# Will potatoes grow in sawdust?



## terri46355 (May 16, 2003)

We have rocky clay soil. I would like to plant seed potatoes this year. 

I had a neighbor many years ago (back in Indiana) who used tires to grow his potatoes. Because several tires were left on the property (from previous tenants), I'd like to plant potatoes in them by the stacking method. 

An older gentleman I met at the grocery store said that some people plant potatoes in sawdust. I have access to an unlimited supply of sawdust.

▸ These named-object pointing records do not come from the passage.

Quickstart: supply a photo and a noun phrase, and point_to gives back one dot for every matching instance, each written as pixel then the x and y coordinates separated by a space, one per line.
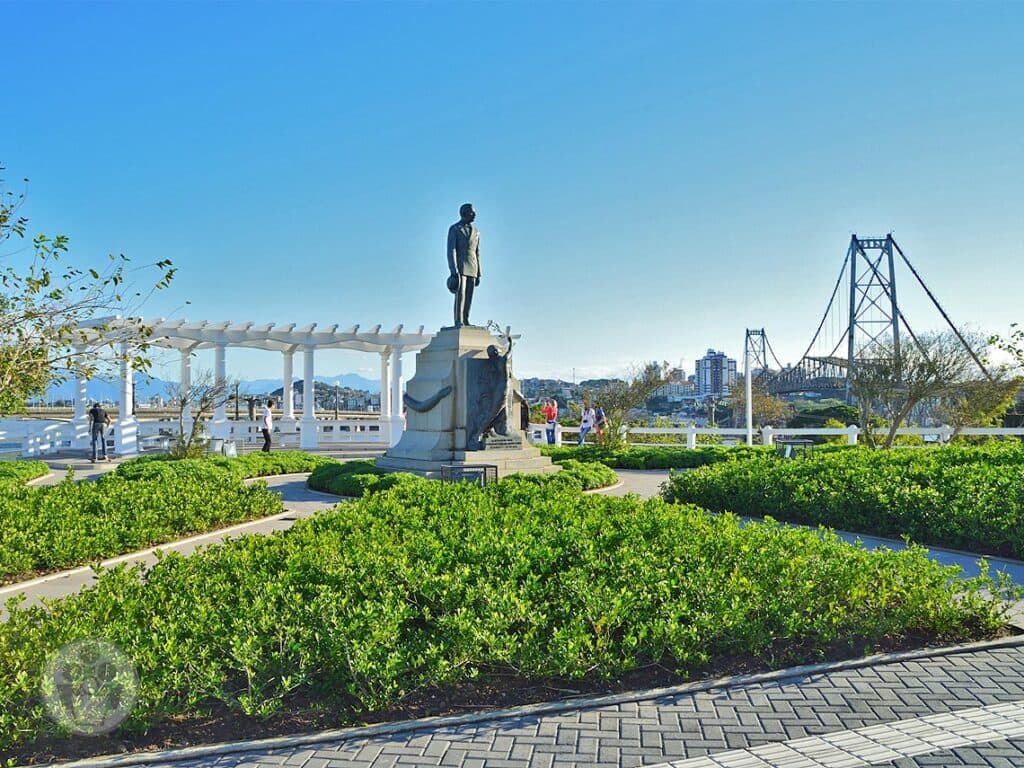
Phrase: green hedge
pixel 966 498
pixel 59 526
pixel 652 458
pixel 19 472
pixel 356 478
pixel 249 465
pixel 429 584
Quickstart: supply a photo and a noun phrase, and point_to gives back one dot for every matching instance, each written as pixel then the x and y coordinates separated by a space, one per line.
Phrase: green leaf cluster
pixel 968 498
pixel 638 457
pixel 428 585
pixel 19 472
pixel 59 526
pixel 249 465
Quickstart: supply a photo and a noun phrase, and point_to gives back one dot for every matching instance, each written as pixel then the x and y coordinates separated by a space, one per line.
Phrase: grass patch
pixel 428 585
pixel 969 498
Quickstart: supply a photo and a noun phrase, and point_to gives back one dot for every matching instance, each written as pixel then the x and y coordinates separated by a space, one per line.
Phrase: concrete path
pixel 298 500
pixel 940 708
pixel 301 502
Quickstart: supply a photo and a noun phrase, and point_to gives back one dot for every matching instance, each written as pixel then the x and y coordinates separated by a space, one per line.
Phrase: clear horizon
pixel 651 179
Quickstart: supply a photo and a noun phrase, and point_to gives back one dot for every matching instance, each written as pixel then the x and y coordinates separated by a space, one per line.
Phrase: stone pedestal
pixel 442 433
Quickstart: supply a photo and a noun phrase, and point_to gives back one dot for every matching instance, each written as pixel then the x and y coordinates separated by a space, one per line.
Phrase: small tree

Will potatoes grow in tires layered with sawdust?


----------



## Gunnie (Apr 28, 2008)

This is what we are trying this year.

http://www.motherearthnews.com/Organic-Gardening/1980-03-01/Taters-in-a-Barrel.aspx


----------



## Paquebot (May 10, 2002)

Sawdust is virtually void of nutrients. There's a total of 2.2 pounds of NPK in a ton. (There may be more than that in 100# of leaves.) Potatoes don't care what they are covered up with as long as their roots are able to get down into some rich soil. 

Martin


----------



## Jean in Virginia (Oct 5, 2008)

One year we planted the spuds in garden dirt, and then mulched with sawdust as the plants grew. Those were the best yukons we ever grew--huge, and CLEAN! since they weren't dug out of dirt. We probably had 8 to 12 inches of sawdust.


----------